さらに、金沢大学理学部・小村和久教授が放射能測定の結果について、姫路工業大学理学部・松井純爾教授がSPring-8放射光X線を用いた元素分布分析の結果について説明されました。要点は以下の通りです。

経過
 平成11年9月26日(日)午後8時23分ごろ、神戸市北区筑紫が丘3丁目会社員宅において、スレート葺屋根及び2階南東6畳洋間の天井板部分に、岩石のようなものによって約10cm角大の穴が開けられました。
回収された破片は大きいものから64.9グラム、32.9グラム、13.6グラムで、これらを含め1グ ラム以上の破片が10個あります。さらに小さなものも含めた総重量は 135.2グラムになりました(上記の第一報と重量が異なりますが、科捜研で改めて測定した値です)。

■岩石の特徴
外側には黒い溶融殻(fusion crust:大気との摩擦で熔けてできた酸化皮膜)が見られ、灰色の内部には球粒(chondrule)と思われるガラス質の丸い粒が見られます。比重は3.44と比較的高く、磁石につきます。
蛍光X線分析装置による定性分析の結果、ケイ素、マグネシウム、アルミニウムといった通常の岩石に含まれる元素に加え、多くの鉄やニッケルを含んでいるらしいことが明らかになりました。これらの特徴はすべて、石質隕石の一種“
球粒隕石(chondrite)”の性質と一致しています。

■放射能測定
 落下後1日も経っていない27日午後5時より、金沢大学理学部附属低レベル放射線実験施設においてガンマ線の測定が開始されました。宇宙空間には宇宙線と呼ばれる高エネルギーの粒子(主に陽子)が飛びかっています。この宇宙線は大気に遮られ、地上にはほとんど届きませんが、隕石は宇宙空間にいる間に宇宙線を浴びています。宇宙線が隕石を構成している原子の原子核に衝突すると、元の原子核より小さないくつかの原子核に砕けてしまいます(核破砕反応)。こうしてできた原子核(宇宙線生成核種)の中には放射性の核種も含まれており、これを検出することによって、確かに隕石であることが証明されます。

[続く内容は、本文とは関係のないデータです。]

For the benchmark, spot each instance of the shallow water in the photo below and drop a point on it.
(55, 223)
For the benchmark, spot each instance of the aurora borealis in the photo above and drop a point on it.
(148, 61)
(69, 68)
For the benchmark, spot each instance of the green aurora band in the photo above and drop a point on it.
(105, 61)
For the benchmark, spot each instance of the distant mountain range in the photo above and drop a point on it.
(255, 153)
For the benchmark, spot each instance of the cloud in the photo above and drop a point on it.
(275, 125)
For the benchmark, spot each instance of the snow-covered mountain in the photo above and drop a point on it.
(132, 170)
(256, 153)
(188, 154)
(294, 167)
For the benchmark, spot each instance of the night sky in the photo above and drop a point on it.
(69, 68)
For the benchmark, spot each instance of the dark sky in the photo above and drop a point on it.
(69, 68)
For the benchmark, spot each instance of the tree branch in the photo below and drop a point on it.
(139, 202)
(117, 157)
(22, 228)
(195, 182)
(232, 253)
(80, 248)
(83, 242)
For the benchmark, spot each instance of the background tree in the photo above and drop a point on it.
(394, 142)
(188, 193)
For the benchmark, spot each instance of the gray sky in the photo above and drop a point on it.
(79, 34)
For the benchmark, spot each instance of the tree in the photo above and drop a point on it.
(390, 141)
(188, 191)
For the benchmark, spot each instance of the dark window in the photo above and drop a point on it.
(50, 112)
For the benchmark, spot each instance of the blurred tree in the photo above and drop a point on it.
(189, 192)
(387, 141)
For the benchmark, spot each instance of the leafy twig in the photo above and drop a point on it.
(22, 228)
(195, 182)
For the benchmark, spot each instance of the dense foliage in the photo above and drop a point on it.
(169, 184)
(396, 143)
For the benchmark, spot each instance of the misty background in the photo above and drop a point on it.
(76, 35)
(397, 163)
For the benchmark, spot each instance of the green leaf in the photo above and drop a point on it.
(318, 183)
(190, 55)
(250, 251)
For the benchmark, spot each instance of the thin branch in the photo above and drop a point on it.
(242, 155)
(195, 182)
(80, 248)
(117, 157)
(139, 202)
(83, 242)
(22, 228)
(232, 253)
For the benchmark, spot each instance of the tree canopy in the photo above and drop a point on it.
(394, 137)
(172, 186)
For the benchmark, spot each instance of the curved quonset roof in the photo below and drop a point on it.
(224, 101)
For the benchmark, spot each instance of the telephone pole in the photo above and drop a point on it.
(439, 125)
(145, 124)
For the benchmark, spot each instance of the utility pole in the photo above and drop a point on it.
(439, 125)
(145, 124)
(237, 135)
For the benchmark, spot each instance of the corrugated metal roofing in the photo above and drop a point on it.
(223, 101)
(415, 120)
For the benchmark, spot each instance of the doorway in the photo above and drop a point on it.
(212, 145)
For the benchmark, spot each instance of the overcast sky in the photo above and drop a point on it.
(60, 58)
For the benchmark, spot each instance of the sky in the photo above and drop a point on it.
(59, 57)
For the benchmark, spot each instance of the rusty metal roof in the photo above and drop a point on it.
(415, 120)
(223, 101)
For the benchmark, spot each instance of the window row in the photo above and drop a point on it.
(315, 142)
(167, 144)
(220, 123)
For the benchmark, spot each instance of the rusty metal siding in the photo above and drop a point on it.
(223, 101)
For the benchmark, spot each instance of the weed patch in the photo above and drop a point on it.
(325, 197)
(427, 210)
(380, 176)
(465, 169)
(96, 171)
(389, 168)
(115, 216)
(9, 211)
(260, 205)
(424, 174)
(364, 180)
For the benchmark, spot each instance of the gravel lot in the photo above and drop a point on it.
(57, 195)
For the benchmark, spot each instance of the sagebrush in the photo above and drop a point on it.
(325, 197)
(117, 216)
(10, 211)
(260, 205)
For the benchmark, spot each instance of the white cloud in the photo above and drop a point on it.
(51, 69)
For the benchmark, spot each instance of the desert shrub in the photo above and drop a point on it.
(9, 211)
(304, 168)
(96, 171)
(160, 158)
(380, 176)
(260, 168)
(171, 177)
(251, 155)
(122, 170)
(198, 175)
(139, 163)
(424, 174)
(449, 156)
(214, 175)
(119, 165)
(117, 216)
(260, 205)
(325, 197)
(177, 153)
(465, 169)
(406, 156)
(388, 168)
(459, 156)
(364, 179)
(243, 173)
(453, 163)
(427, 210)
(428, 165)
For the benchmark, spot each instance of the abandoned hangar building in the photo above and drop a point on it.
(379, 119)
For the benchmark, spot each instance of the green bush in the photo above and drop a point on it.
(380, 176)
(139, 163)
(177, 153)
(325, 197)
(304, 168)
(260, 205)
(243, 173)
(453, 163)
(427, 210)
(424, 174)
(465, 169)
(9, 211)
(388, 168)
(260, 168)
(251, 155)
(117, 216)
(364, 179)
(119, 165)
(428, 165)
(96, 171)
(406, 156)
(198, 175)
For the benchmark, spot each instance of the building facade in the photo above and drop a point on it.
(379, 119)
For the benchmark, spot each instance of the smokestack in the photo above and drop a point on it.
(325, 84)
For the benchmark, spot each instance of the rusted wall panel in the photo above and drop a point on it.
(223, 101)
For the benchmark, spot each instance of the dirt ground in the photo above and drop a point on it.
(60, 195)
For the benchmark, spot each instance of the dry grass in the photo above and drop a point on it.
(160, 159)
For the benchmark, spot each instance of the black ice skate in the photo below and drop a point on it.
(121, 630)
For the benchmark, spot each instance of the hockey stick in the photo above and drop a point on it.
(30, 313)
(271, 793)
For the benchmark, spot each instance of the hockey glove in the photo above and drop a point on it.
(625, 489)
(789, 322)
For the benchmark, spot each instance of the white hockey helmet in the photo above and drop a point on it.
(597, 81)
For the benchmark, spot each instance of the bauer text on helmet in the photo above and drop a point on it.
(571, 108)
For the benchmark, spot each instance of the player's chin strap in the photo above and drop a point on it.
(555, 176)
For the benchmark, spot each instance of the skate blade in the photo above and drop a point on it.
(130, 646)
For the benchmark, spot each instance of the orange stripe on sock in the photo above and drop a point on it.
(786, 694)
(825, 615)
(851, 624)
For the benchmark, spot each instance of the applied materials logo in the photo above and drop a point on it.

 調査の結果、半減期(放射能が半分になる時間)15時間のナトリウム-24から半減期 72万年のアルミニウム-26まで16種類以上もの核種が検出されました。この中にはこれまで検出された報告のない核種、マグネシウム-28(半減期21時間)も含まれています。半減期の短い核種は、落下後しばらく経つと検出することができないほど少なくなるため、この結果は迅速な測定の成果といえるでしょう。逆にこれらの核種が検出されたことで、落下した岩石が、直前まで宇宙空間にいた隕石であることが証明されたわけです。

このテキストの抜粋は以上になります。